Anatomia di uno scandalo: le gravi accuse di stupro mosse contro un deputato inglese attivano un inevitabile processo mediatico
Con movimenti ampi e continui della macchina da presa che filmano il presente e con gli eventi del passato dei protagonisti che balenano alla mente (flashback che permettono di dare ulteriore profondità ai personaggi), la trama di Anatomia di uno scandalo, ambientata nell’elitario mondo della politica britannica, è incentrata sulla vita dei coniugi James (Rupert Friend) e Sophie Whitehouse (Sienna Miller). James è un membro conservatore del Parlamento; ha conosciuto sua moglie al college, che è una donna inappuntabile e totalmente devota al partner di successo. Sophie infatti ha sempre seguito in tutto suo marito, abbandonando per amor suo e dei suoi due figli, i suoi impegni lavorativi. L’idillio dura poco, perché la quiete della coppia sposata da ben dodici anni viene stravolta da uno scandalo che è già lì bell’e pronto da sbattere in prima pagina, quando esce allo scoperto la relazione extramatrimoniale di James con la ventottenne Olivia Lytton, una collaboratrice parlamentare, una delle sue assistenti, ma soprattutto quando, dopo poco, Olivia lo trascina in tribunale con l’accusa di stupro, di averla violentata nell’ascensore del Parlamento. I segreti della famiglia Whitehouse iniziano così a riemergere, mentre Sophie, che ha sempre creduto nel suo matrimonio, ora appare sconvolta dai dettagli che emergono sul conto di James; inizialmente si mostra comprensiva verso suo marito accusato di un crimine scioccante, poi inizia ad indagare sui punti oscuri della personalità di James. L’uomo ha stuprato davvero Olivia o è stato un rapporto consenziente tra i due ex-amanti?Chi mente?
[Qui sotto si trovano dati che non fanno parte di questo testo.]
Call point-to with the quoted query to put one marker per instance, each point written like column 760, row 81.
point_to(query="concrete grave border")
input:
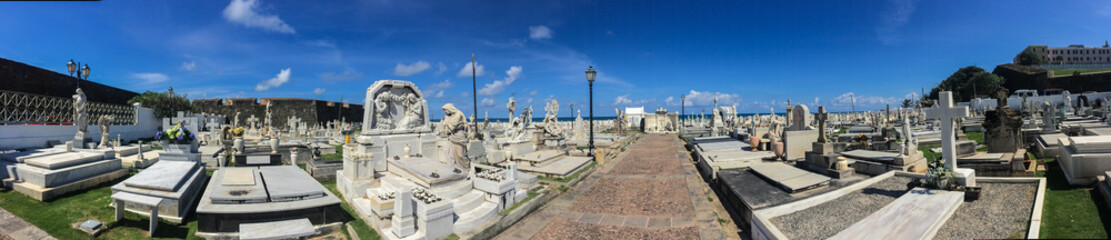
column 763, row 229
column 761, row 219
La miniserie tratta il tema delicato del consenso della vittima nel reato di violenza sessuale
Quando sei un privilegiato sei sempre abituato all’avverbio sì; le risposte negative, che poi sono quelle che fanno capire che siamo diversi, con esigenze da considerare e da rispettare, non sono neanche udite, perché, probabilmente, sentire “no” significherebbe sentirsi a disagio. Indubbiamente Anatomia di uno scandalo sceglie di trattare il delicato tema del consenso della vittima nel reato di violenza sessuale, che in questo caso ha come sfondo il mondo autoreferenziale e chiuso della politica in cui tutti i privilegiati si proteggono fino a quando è possibile, e fa emergere invece le incredibili difficoltà di sfondare il muro eretto dal privilegio. La riflessione sulla cultura dello stupro e sulla “accettazione” come sistema di potere che ci ricorda il gioiellino di Emerald Fennell Promising Young Woman. Solo che, in questo caso non si vede ombra di preziosi, anche se lo spettatore assume spesso il punto di vista di Sophie, una nondimeno implacabile “donna promettente” – moglie tradita, anche lei vittima, e costretta a mettere in discussione la vera natura del marito. Anatomia di uno scandalo è un’opera mediocre che non riesce ad entrare nella lista dei meravigliosi prodotti seriali inglesi che con pochi capitoli, e in maniera intelligente, riescono a indagare tematiche controverse.